This is great storytelling and one aspect of the story that makes it so compelling are the constant choices the main character, Salieri, faces throughout the show. Each time he makes another choice toward his own destruction and the destruction of Mozart and the destruction of his relationship with God we groan inwardly and want to shout, “No, don’t do it!” And then something else happens. His choices probe our own choices.
Salieri wants greatness. And I want greatness, too. A large part of me wants to produce greatness because high-quality art glorifies our very awesome Creator and mediocre art often doesn’t (I’m not trying to start that debate, stay with me). (BTW, finding Christians making high-quality art was one of the great draws of the Rabbit Room.) But my aim also becomes my stumbling block. Nobody is great when they start their art. Will I do a whole lot of crappy work to get to the better, or will I stop in the fear of failing at the greatness?
And then we get to other side of stumbling block.

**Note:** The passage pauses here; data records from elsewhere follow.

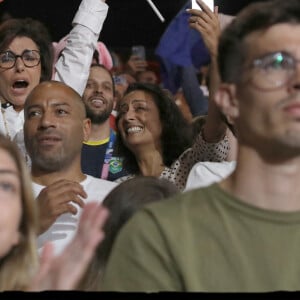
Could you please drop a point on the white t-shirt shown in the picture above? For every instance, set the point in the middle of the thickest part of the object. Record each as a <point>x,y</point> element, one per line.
<point>205,173</point>
<point>64,228</point>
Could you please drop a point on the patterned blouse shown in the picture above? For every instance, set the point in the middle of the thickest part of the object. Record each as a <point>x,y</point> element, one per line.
<point>200,151</point>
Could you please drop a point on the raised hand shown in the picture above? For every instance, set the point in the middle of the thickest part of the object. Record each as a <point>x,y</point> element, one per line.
<point>136,64</point>
<point>207,24</point>
<point>63,272</point>
<point>56,199</point>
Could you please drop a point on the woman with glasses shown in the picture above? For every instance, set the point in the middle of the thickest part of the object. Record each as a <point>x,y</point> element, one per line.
<point>26,56</point>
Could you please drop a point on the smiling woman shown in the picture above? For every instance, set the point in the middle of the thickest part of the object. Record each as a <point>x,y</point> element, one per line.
<point>156,140</point>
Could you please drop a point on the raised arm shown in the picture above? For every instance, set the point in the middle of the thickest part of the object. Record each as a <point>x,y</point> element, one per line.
<point>63,272</point>
<point>207,24</point>
<point>73,65</point>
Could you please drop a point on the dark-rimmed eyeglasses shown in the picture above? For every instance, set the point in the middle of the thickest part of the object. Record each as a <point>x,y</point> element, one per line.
<point>273,70</point>
<point>30,58</point>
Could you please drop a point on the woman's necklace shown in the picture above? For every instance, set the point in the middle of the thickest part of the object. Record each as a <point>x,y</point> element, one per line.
<point>3,112</point>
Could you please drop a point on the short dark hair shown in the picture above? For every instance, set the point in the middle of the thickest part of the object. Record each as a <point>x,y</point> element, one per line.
<point>256,16</point>
<point>34,30</point>
<point>176,131</point>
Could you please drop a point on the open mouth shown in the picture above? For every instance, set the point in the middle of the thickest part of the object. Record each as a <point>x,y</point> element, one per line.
<point>134,129</point>
<point>97,102</point>
<point>20,84</point>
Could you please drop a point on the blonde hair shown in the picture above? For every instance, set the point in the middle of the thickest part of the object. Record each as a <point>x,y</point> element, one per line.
<point>20,264</point>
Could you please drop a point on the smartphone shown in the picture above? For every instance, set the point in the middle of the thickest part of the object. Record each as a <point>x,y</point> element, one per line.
<point>209,3</point>
<point>139,51</point>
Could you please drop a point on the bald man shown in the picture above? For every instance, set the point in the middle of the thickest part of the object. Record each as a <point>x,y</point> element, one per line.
<point>54,129</point>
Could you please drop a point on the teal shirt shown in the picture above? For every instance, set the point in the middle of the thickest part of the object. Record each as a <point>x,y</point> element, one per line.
<point>206,240</point>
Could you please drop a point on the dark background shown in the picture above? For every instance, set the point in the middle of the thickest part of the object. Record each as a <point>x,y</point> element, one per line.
<point>129,22</point>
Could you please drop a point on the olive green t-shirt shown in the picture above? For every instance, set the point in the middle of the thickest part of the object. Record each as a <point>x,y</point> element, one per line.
<point>206,240</point>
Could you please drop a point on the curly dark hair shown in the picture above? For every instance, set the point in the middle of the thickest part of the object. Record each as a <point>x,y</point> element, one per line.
<point>176,131</point>
<point>34,30</point>
<point>232,51</point>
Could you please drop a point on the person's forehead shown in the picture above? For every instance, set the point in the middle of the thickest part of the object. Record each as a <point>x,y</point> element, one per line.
<point>7,163</point>
<point>51,94</point>
<point>22,42</point>
<point>138,95</point>
<point>279,37</point>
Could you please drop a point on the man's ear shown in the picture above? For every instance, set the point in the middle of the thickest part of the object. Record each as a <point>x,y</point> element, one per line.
<point>226,101</point>
<point>87,127</point>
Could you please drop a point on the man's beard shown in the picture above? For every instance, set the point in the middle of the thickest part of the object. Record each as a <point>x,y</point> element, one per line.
<point>100,117</point>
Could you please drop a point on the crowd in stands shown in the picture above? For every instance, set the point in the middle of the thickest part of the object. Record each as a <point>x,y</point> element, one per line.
<point>92,139</point>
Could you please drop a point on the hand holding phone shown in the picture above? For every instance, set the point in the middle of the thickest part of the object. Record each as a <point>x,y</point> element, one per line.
<point>139,51</point>
<point>209,3</point>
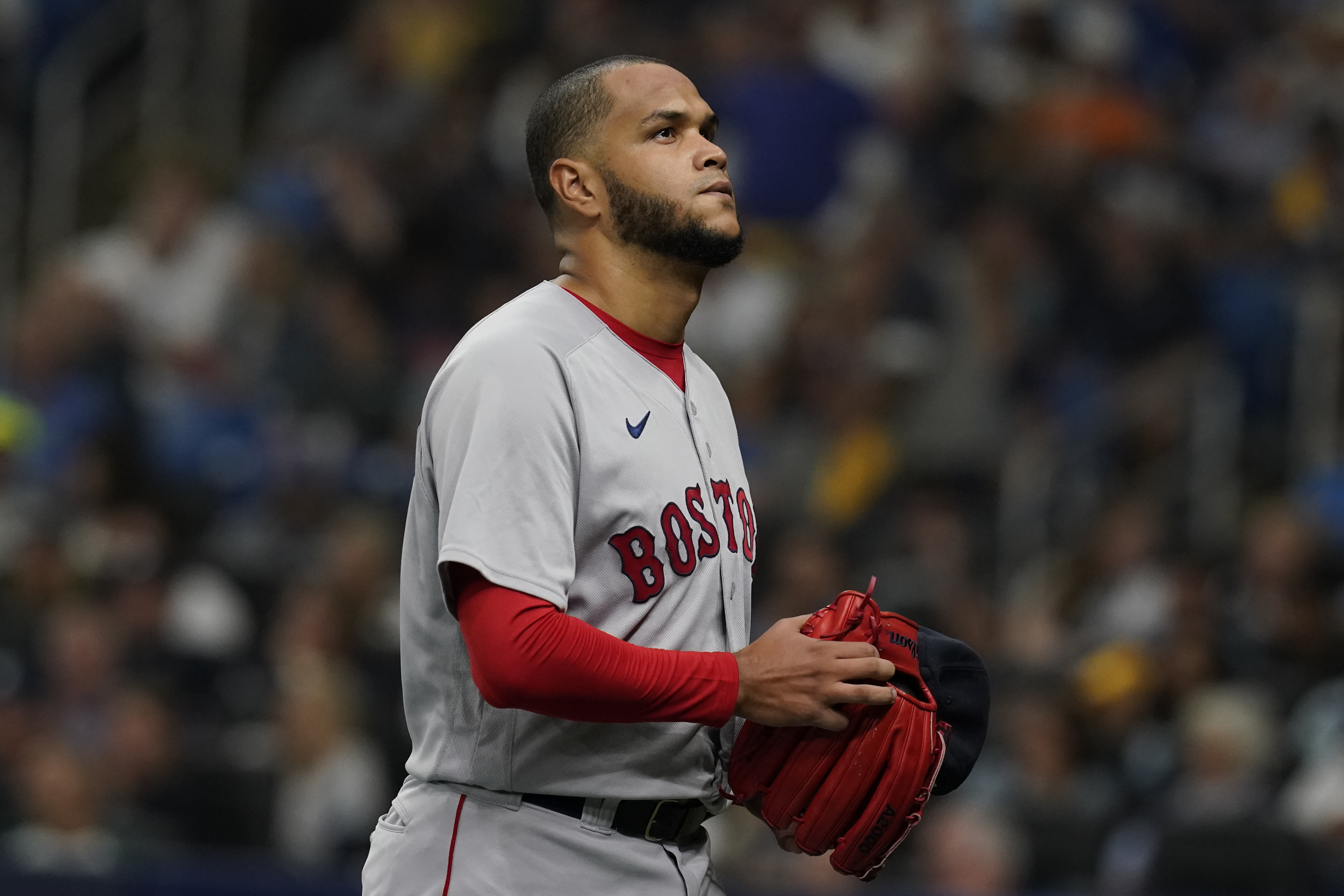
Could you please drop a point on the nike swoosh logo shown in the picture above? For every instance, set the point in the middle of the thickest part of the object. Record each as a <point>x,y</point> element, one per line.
<point>636,432</point>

I also want to be great, because I want to hear that I am great, I want the validation. My original motivation for greatness- for the sake of glorifying God-silently and sneakily morphs into glory for myself. And if I feel like I can’t achieve that greatness for either myself or the Lord, why not just STOP? Freeze. Play it safe.
Will I be paralyzed (the character in the play goes much further than being paralyzed in his own work, but I’m speaking about myself) by the greatness of other writers (fill in the blank-musicians, artists, etc) or will I continue to serve the work I’m called to do?
This is the quote I was thinking of during the show, this is the only path I know to take that won’t lead to destruction.
“If I thought I had to say it better than anybody else, I’d never start. Better or worse is immaterial. The thing is that it has to be said, by me. We each have to say it, to say it in our own way. Not of our own will, but as it comes out through us. Good or bad, great or little: that isn’t what human creation is about. It is that we have to try.”
- Madeleine L’Engle, A Circle of Quiet
We are rabbits, trying.
72 days ago
Aimee, thank you so much for this reflection, and thanks to all of our Rabbit Room friends who made last night’s performance and talkback so rich. The Blackbird family makes theater for good people like you. A huge thanks to Pete Peterson for giving us the honor of hosting you all last night!
71 days ago
Great thoughts, Aimee. Hopefully every artist sees himself in Salieri. I know I do.
I think part of what’s so tragic about Salieri is that he never suspects that Mozart might feel the same way. I’d venture to guess that every artist (even Mozart) looks toward some other work as the ideal they strive for and fail to achieve. There’s an important sense in which that struggle drives us to better ourselves and our work. The tragedy is that Salieri let it drive him to destruction instead.
I was amazed at how completely different the play was from the film, especially the ending. The ending of the play certainly embraced Greek tragedy in a way the film didn’t. I didn’t see that coming at all (the begging for forgiveness).